Court Affirms Rights Of Learning-Disabled

A landmark court ruling affirming the rights of learning-disabled students to receive special accommodations, such as more time to take exams, sends a strong warning signal to America's colleges and universities.

In fining Boston University $30,000, a federal judge ruled over the weekend that the school violated the law when it toughened its rules governing students diagnosed with learning difficulties.

The decision comes as more schools are struggling over how to serve such students without compromising academic standards. This ruling, the first to define specifically how far schools must go in their efforts, may spur even more student lawsuits.

"All those people hoping that the BU decision was going to be purely in the favor of the institution, so that they could start rolling back some of things they have been providing to students, are now going to rethink their position," says Salome Heyward of Heyward Lawton & Associates in Cambridge, Mass., which advises universities and businesses on complying with disability law.

Under the 1990 Americans With Disabilities Act (ADA), colleges must provide "reasonable accommodations" for students with disabilities - including those with learning difficulties.

In the BU case, 10 learning-disabled students sued the school in July 1996, after the private university revised its rules on accommodating them.
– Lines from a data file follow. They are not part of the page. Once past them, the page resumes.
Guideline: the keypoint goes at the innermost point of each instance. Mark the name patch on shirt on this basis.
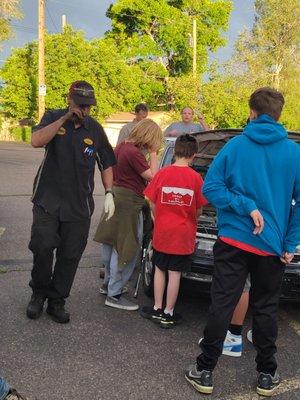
(176, 196)
(61, 131)
(88, 141)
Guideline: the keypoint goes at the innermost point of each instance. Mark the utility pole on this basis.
(41, 58)
(194, 47)
(63, 22)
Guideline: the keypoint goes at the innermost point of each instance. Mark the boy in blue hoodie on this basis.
(254, 183)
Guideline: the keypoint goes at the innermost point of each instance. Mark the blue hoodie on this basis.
(260, 169)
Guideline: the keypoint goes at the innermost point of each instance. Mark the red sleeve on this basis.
(200, 199)
(137, 160)
(152, 189)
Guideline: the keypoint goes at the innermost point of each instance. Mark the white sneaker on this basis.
(122, 303)
(249, 336)
(232, 345)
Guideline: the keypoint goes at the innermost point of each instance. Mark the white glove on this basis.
(109, 205)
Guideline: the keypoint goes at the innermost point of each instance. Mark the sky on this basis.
(89, 15)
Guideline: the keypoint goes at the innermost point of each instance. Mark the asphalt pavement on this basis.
(107, 354)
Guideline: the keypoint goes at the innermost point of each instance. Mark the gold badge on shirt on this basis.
(61, 131)
(88, 141)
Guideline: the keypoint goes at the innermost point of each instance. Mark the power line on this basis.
(71, 5)
(53, 23)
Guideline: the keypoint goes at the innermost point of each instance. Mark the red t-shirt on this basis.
(131, 163)
(176, 193)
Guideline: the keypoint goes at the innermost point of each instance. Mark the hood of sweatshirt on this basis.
(265, 130)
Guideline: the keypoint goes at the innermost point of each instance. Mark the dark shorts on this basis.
(172, 262)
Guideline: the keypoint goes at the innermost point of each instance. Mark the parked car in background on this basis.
(210, 143)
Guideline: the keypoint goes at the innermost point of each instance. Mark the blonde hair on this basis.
(147, 134)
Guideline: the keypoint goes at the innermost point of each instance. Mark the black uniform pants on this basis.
(69, 239)
(230, 272)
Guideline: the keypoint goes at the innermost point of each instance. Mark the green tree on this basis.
(69, 57)
(9, 9)
(157, 31)
(269, 54)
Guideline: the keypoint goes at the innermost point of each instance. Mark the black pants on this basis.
(69, 239)
(230, 272)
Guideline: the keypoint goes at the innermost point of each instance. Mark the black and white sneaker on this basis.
(169, 321)
(267, 384)
(104, 289)
(149, 313)
(201, 380)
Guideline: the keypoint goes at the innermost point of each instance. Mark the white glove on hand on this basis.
(109, 205)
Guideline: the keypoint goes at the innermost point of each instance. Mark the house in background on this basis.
(114, 123)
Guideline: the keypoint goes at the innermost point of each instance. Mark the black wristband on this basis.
(110, 191)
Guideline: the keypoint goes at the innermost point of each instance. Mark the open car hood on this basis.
(211, 142)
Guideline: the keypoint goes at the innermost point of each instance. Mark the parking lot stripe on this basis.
(285, 386)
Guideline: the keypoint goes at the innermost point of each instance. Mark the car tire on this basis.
(148, 271)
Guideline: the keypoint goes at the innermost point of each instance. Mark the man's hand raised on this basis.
(74, 112)
(258, 220)
(287, 257)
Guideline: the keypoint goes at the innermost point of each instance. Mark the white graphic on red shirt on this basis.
(176, 196)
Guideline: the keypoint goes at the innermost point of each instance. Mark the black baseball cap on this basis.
(82, 93)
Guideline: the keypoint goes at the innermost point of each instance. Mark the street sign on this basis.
(42, 90)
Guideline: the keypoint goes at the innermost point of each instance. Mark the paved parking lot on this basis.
(105, 353)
The new rules required students with learning disabilities to be retested every three years by a certified psychologist or physician, not a learning specialist, to qualify for special accommodations granted to such students. They also ended BU's earlier policy of allowing the students to substitute other courses for foreign-language and math requirements.

Number of learning-disabled students on the rise

Former provost and current BU president Jon Westling, who ordered the changes during the 1995-96 school year, has said the new policies were designed to curb abuses in the diagnoses of learning-disabled students.

In recent years, the number of such students entering college has been rising. In 1991, 2 percent of college freshmen identified themselves as learning-disabled; the number jumped to 3 percent by 1994, says the American Council on Education in Washington.

After the BU students filed suit, the university modified its rules again. It now allows students to waive the three-year retesting requirement - a policy the court found to be lawful.

But other key provisions of BU's policies violated federal disabilities law, US district Judge Patti Saris decided. She awarded six students punitive damages and ordered BU to make other two other changes.

* The university must stop requiring retesting for students who were by evaluated by trained professionals with master's degrees and sufficient experience.

* The school must reevaluate its no-exemption policy for the foreign-language requirement. (The school, she found, could refuse to let students substitute other courses for math.)

Judge finds bias was a motivator

While the ruling was not a complete repudiation of BU's reforms, Judge Saris said some of BU's policy changes were driven by bias against learning-disabled students. She cited how Mr. Westling had created a fictional character known as Somnolent Samantha, a learning-disabled freshman who needed extra help because she fell asleep in class.

The judge wrote that Westling and his staff were motivated by "uninformed stereotypes ... that many students with learning disabilities ... are lazy fakers, and that many evaluators are 'snake oil salesmen' who overdiagnose the disability."

The ruling will likely spur universities nationwide to reevaluate their policies. "If we make [learning-disabled students] jump through red tape, we'd better be ready to justify why those hurdles are there," says Carol DeSouza, ADA compliance officer at the University of Massachusetts, Boston.